Legislators and hospitals need to work together to find “a solution that provides a sustainable means to pay for the Medicaid program,” he said. How the money is allocated is the key, Ahnen noted.
But Morse warned Ahnen that expecting additional revenue beyond what he outlined through his amendment would not happen.
“There is plenty of money in the system to fix what the hospitals want,” Morse said. “To ask for more, that is to go too far.”
The Senate Ways and Means Committee voted unanimously for the proposal, which the Senate will debate May 15.
Tuesday afternoon before the House Ways and Means Committee, proponents of the plan to expand the MET to ambulatory surgical centers, therapist services, free-standing laboratory and radiological services and emergency ambulance services ran into opposition.
The federal government currently allows 19 classes of services to be taxed to enhance Medicaid programs, which 49 states and Washington, D.C. do. New Hampshire currently taxes four of the categories and would add another four under the proposal.
Cordell Johnson of the New Hampshire Municipal Association said the proposal appears to tax municipal ambulance service.
“I would submit that is not the way it should be done,” Johnson said. “I don’t know of any other (state) tax municipalities pay.”
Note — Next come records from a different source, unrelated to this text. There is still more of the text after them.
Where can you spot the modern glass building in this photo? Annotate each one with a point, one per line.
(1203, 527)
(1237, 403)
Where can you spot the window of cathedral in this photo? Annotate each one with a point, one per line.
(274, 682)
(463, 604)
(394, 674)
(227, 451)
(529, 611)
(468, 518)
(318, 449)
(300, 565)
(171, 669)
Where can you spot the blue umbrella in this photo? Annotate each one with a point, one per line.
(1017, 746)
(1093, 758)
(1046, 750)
He suggested cities and towns as well as the private ambulance companies they contract with be exempt from the tax.
Opposition also came from representatives of several ambulance companies and laboratories.
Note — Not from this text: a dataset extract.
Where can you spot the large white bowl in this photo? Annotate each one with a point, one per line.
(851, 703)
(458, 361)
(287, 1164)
Rep. Neal Kurk, R-Weare, who is a co-sponsor of both amendments, suggests the committee adopt both proposals so House and Senate negotiators will have more options to consider.
“The more approaches to solving the problem as we go forward,” Kurk said, “the more likely we will be able to find a solution.”
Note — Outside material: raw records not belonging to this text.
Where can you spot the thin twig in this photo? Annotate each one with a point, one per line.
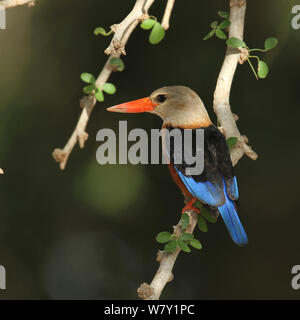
(224, 82)
(166, 262)
(15, 3)
(122, 32)
(7, 4)
(168, 11)
(227, 120)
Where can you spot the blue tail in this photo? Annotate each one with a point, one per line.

The House Ways and Means Committee meets Thursday to decide what recommendation to make. The House votes on the bill May 14.
Established in 1991
The MET was established in 1991. The state used the money generated by the hospital tax to match federal money earmarked for the Disproportionate Share Hospital program for facilities treating a large number of Medicaid patients. The state collected the money and then returned it to the hospitals after the federal match.
In 2009, federal officials said the money returned to hospitals had to align with the number of Medicaid patients treated. When Republicans held super majorities in the House and Senate in 2011, budget writers decided to retain about $130 million a year and eliminate uncompensated care for the state’s largest hospitals.
The hospitals sued. Earlier this month, a Hillsborough County North Superior Court judge ruled the tax was unconstitutional because only hospitals paid the tax when other providers such as surgical centers and laboratories do not.
The state will appeal that decision and a similar ruling for rehabilitation hospitals.